After the third crusade, the vital crusading spirit was dead, and the succeeding crusades are to be explained rather as arising from the efforts of the papacy in its struggle against the secular power, to divert the military energies of the European nations toward Syria.
In 1198, Pope Innocent III called for a new Crusade, which was largely ignored among European leaders. Due to the preaching of Fulk of Neuilly, a Crusading army was finally organized at a tournament held at Ecry by Count Thibaud of Champagne in 1199. By 1201 this army was collected at Venice under the leadership of Boniface of Montferrat, with arrangements for the Venetians to transport them to Egypt. The Venetians, under their astute doge, Enrico Dandolo, succeeded in turning the crusading movement to their own purposes. As the Crusaders numbered far fewer than originally expected, they could not pay the Venetians for transport. Dandolo had the fleet instead attack the Hungarian port of Zara, a former Venetian possession. The King of Hungary was a Catholic and had himself "taken the cross", which means that he had agreed to become a crusader. The citizens of Zara made reference to this fact and their own Catholicism by hanging banners marked with crosses from their windows and the walls of the city, but the crusaders were unmoved and the city fell. The Venetians were immediately excommunicated for this by Innocent III.

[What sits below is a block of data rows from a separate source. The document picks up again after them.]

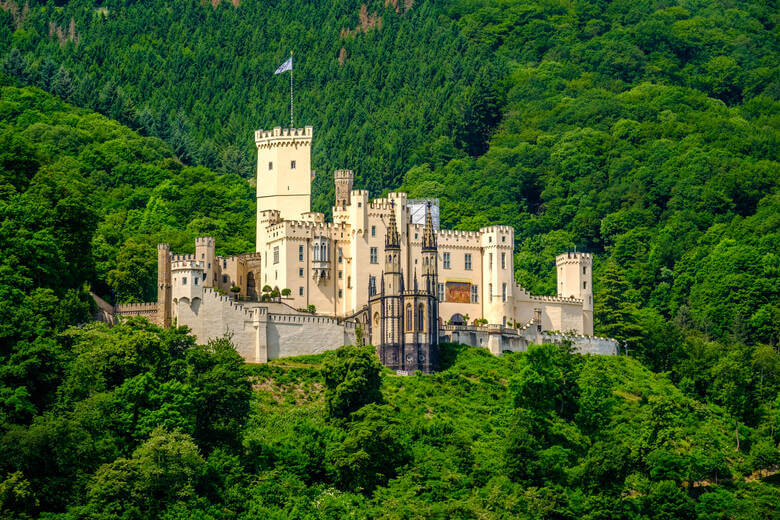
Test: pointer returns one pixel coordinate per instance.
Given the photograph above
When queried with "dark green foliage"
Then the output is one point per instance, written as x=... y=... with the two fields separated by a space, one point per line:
x=643 y=132
x=372 y=450
x=352 y=378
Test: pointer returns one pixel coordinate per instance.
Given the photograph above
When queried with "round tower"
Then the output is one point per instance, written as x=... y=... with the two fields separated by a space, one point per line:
x=205 y=252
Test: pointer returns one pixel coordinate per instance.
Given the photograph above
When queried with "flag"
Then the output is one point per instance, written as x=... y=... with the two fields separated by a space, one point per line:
x=284 y=67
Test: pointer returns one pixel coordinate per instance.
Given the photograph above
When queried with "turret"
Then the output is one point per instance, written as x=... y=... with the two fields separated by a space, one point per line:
x=429 y=253
x=205 y=252
x=164 y=285
x=497 y=273
x=344 y=180
x=393 y=283
x=430 y=284
x=575 y=280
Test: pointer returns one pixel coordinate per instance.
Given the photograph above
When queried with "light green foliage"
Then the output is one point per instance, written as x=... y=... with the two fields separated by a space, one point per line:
x=352 y=378
x=646 y=133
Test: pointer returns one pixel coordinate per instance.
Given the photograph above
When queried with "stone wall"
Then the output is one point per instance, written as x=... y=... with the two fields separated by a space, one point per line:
x=503 y=339
x=296 y=335
x=257 y=334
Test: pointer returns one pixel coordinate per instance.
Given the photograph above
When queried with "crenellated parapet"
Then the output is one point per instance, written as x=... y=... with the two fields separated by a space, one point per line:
x=148 y=310
x=279 y=136
x=556 y=299
x=574 y=257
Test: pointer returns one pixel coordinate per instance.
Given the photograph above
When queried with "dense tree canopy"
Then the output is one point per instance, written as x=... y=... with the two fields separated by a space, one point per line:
x=644 y=132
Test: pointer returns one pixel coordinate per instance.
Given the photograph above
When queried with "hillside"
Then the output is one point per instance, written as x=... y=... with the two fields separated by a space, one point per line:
x=645 y=133
x=146 y=425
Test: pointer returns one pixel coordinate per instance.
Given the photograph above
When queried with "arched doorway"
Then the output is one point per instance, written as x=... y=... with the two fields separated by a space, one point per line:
x=251 y=288
x=457 y=319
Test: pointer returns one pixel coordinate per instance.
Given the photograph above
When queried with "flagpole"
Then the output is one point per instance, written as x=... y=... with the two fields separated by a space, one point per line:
x=291 y=104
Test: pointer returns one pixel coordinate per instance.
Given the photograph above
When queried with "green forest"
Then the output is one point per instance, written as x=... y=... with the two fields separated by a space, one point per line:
x=644 y=132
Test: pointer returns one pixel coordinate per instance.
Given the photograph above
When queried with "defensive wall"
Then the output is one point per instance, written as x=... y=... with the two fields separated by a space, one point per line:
x=500 y=339
x=260 y=335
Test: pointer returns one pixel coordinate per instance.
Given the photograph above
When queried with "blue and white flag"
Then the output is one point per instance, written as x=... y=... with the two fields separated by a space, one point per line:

At Zara, Boniface rejoined the fleet after his visit with his cousin Philip of Swabia, where he had also met with Alexius Angelus, the son of the deposed Byzantine emporor Isaac II, and brother-in-law of Philip. Alexius offered to pay off the Crusaders' debt to Venice if they would restore his family to the Byzantine throne. The Venetians were also open to this idea, as they had recently been offended by the popular riots against their merchant communities in Constantinople.

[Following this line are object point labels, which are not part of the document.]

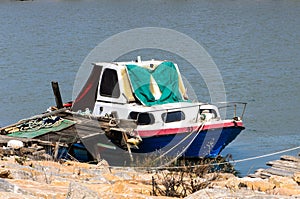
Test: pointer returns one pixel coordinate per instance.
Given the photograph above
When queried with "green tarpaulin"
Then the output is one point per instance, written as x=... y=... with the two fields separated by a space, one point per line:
x=155 y=86
x=32 y=134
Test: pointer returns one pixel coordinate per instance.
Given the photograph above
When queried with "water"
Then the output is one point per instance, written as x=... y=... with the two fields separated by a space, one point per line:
x=255 y=45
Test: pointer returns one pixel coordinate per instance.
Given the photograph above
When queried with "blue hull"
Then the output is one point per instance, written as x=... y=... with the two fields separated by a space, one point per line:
x=206 y=143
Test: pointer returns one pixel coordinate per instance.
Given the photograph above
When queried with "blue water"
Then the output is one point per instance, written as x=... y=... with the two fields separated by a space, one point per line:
x=255 y=45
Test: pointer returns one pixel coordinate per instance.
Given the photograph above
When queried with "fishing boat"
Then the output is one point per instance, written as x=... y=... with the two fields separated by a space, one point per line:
x=131 y=110
x=152 y=94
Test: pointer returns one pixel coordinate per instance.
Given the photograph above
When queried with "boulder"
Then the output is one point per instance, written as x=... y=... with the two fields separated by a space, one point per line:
x=256 y=184
x=296 y=177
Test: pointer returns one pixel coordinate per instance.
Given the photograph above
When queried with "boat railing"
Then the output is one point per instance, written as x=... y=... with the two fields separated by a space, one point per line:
x=238 y=108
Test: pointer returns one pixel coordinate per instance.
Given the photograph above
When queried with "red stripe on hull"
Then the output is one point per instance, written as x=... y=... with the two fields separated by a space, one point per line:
x=171 y=131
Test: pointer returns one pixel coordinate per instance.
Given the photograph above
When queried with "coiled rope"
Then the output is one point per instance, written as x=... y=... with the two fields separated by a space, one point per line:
x=215 y=164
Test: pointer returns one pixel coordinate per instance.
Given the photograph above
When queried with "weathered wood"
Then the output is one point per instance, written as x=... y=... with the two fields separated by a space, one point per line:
x=57 y=95
x=35 y=117
x=279 y=172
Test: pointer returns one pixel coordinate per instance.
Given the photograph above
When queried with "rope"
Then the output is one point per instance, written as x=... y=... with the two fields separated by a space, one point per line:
x=216 y=164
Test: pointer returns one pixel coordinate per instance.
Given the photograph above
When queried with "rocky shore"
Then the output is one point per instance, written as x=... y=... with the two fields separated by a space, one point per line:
x=22 y=178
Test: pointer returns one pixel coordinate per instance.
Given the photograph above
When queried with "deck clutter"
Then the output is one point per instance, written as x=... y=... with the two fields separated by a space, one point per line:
x=127 y=111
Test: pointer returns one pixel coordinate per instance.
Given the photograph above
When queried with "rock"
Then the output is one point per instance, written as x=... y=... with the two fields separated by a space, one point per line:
x=77 y=190
x=283 y=182
x=256 y=184
x=5 y=173
x=15 y=144
x=287 y=192
x=296 y=177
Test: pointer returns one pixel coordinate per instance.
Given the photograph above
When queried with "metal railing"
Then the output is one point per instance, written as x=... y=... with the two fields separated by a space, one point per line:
x=235 y=105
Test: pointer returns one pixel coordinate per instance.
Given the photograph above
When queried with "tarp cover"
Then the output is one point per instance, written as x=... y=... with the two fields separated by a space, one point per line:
x=157 y=86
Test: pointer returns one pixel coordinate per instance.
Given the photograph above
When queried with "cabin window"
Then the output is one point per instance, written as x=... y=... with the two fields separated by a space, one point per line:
x=173 y=116
x=142 y=118
x=109 y=84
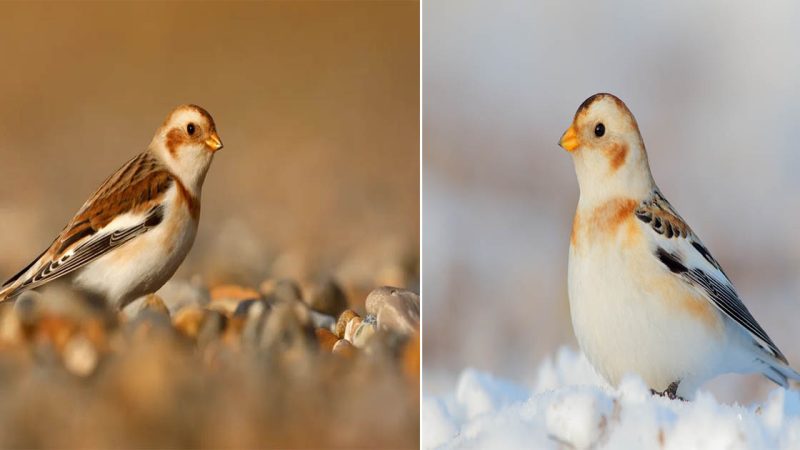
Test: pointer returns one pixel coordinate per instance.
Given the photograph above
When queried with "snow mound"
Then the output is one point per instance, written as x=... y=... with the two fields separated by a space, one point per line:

The Crusaders threw themselves against the Byzantines. Alexius Angelus had overstated his importance and it was quickly discovered that the citizens preferred a usurper to an emperor supported by the "Latins." An amphibious assault was launched on the walls of Constantinople in 1203. Emperor Alexius III panicked and fled, to be replaced by Alexius Angelus, now Alexius IV, and his father Isaac II restored as co-emperor.
Alexius rescinded on his bargain when he realized the imperial treasury was unable to repay the Venetians. Alexius also had to deal with the intense hatred by the citizens of Constantinople for the "Latins" in their midst. One of his courtiers, Alexius Ducas Murtzuphlos, soon overthrew him and had him strangled to death. Alexius Ducas took the throne himself as Alexius V.

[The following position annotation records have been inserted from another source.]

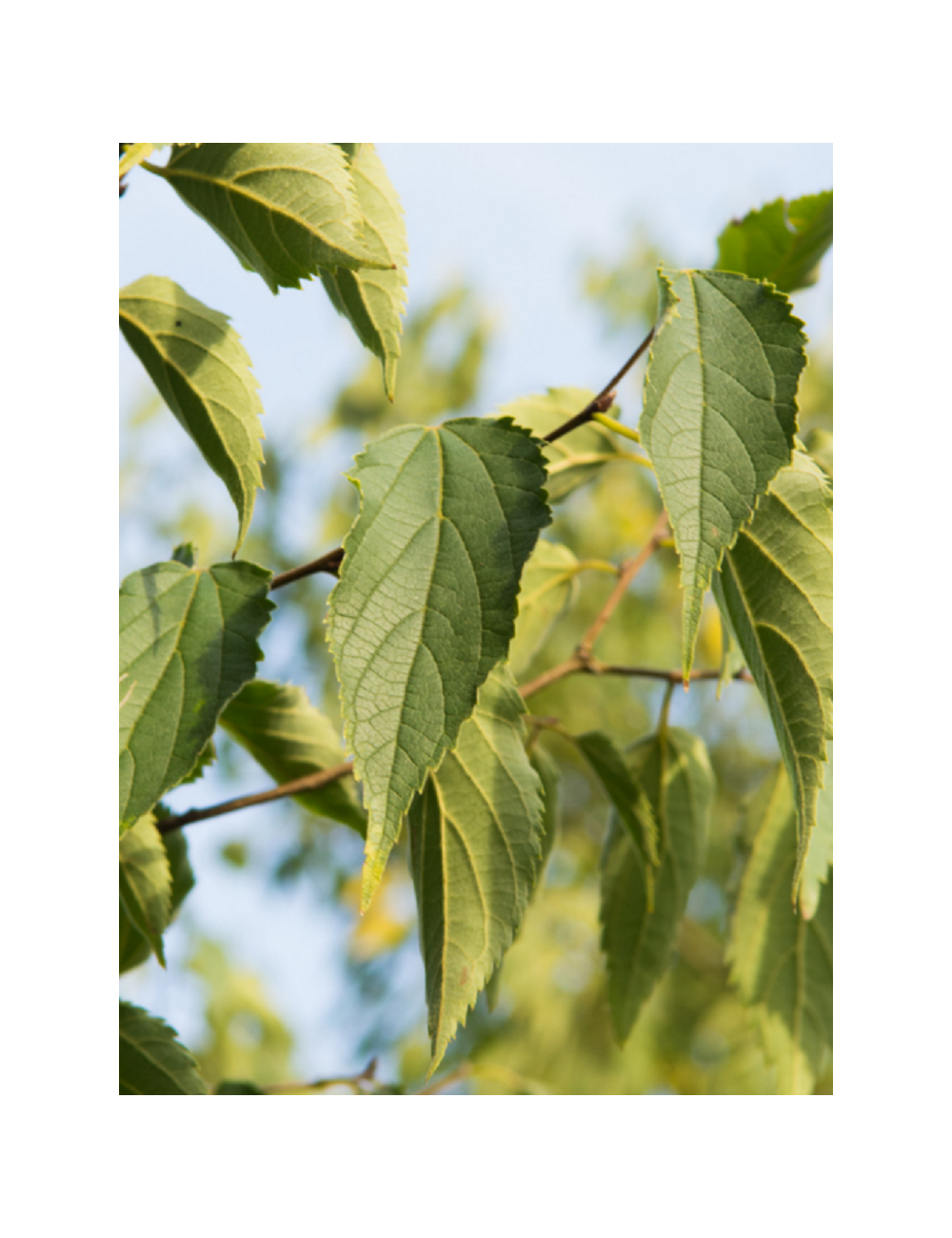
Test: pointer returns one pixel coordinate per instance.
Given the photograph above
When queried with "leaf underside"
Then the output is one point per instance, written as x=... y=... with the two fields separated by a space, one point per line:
x=720 y=413
x=288 y=738
x=426 y=601
x=475 y=836
x=151 y=1060
x=776 y=589
x=188 y=643
x=548 y=587
x=375 y=300
x=782 y=962
x=284 y=209
x=782 y=242
x=576 y=458
x=197 y=362
x=639 y=921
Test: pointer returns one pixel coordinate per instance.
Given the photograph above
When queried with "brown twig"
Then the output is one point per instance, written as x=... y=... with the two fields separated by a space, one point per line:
x=308 y=783
x=329 y=562
x=605 y=399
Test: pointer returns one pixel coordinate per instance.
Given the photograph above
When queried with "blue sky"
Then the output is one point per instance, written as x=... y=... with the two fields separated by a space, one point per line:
x=516 y=223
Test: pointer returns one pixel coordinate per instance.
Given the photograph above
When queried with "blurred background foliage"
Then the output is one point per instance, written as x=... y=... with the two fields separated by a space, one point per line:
x=550 y=1028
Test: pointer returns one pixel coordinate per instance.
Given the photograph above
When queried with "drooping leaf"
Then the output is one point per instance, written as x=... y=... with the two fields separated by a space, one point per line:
x=625 y=792
x=151 y=1060
x=475 y=849
x=782 y=962
x=426 y=601
x=638 y=932
x=720 y=413
x=285 y=209
x=577 y=458
x=197 y=362
x=374 y=300
x=145 y=882
x=550 y=585
x=782 y=242
x=188 y=643
x=776 y=589
x=134 y=948
x=819 y=862
x=277 y=726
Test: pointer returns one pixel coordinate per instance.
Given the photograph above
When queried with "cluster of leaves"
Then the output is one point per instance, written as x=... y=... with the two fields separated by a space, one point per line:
x=446 y=594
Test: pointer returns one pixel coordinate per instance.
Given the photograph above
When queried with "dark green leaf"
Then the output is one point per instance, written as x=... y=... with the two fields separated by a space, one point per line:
x=374 y=301
x=720 y=413
x=426 y=601
x=285 y=209
x=776 y=589
x=289 y=738
x=782 y=962
x=197 y=362
x=475 y=847
x=145 y=883
x=782 y=242
x=577 y=458
x=151 y=1061
x=188 y=643
x=640 y=911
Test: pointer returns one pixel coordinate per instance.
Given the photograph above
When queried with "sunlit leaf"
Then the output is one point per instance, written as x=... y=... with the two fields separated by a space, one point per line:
x=782 y=962
x=197 y=362
x=550 y=585
x=577 y=457
x=134 y=948
x=776 y=587
x=375 y=300
x=426 y=602
x=720 y=413
x=782 y=242
x=145 y=882
x=188 y=643
x=285 y=209
x=475 y=843
x=151 y=1060
x=277 y=726
x=640 y=910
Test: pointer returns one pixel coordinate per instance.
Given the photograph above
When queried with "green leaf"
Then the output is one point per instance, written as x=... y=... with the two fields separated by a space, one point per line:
x=277 y=726
x=145 y=882
x=550 y=585
x=188 y=643
x=776 y=589
x=285 y=209
x=547 y=772
x=783 y=964
x=720 y=413
x=819 y=862
x=134 y=948
x=475 y=852
x=577 y=458
x=151 y=1061
x=782 y=242
x=197 y=362
x=426 y=601
x=374 y=301
x=638 y=935
x=625 y=791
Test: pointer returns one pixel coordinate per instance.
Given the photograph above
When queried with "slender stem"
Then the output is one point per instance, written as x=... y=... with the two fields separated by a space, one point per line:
x=610 y=424
x=308 y=783
x=626 y=573
x=605 y=399
x=329 y=562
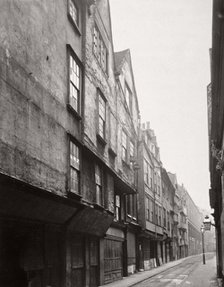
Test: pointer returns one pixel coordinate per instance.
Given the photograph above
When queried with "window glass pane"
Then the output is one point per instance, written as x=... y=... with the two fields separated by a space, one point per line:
x=74 y=180
x=99 y=49
x=74 y=84
x=73 y=11
x=74 y=155
x=131 y=149
x=98 y=175
x=98 y=194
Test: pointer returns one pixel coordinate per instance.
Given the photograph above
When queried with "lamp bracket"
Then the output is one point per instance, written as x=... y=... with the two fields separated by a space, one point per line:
x=219 y=155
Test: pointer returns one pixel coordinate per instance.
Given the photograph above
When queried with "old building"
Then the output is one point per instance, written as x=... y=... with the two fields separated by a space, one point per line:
x=41 y=63
x=127 y=135
x=169 y=228
x=216 y=136
x=151 y=212
x=69 y=129
x=184 y=221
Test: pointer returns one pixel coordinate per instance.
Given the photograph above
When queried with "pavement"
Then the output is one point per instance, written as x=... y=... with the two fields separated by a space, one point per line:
x=142 y=276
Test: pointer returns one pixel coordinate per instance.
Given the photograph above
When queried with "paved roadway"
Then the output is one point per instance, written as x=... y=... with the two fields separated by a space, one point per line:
x=190 y=273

The Crusaders and Venetians, incensed at the murder of their supposed patron, attacked the city once more in 1204. Alexius V was no match for an army of western knights, and fled the city in the middle of the night. The victorious Crusaders inflicted a horrible and savage sacking on Constantinople for three days, during which many ancient works of art were stolen or destroyed. Finally, according to a pre-arranged treaty, the empire was apportioned between Venice and the Crusade's leaders and the Latin Empire at Constantinople was established.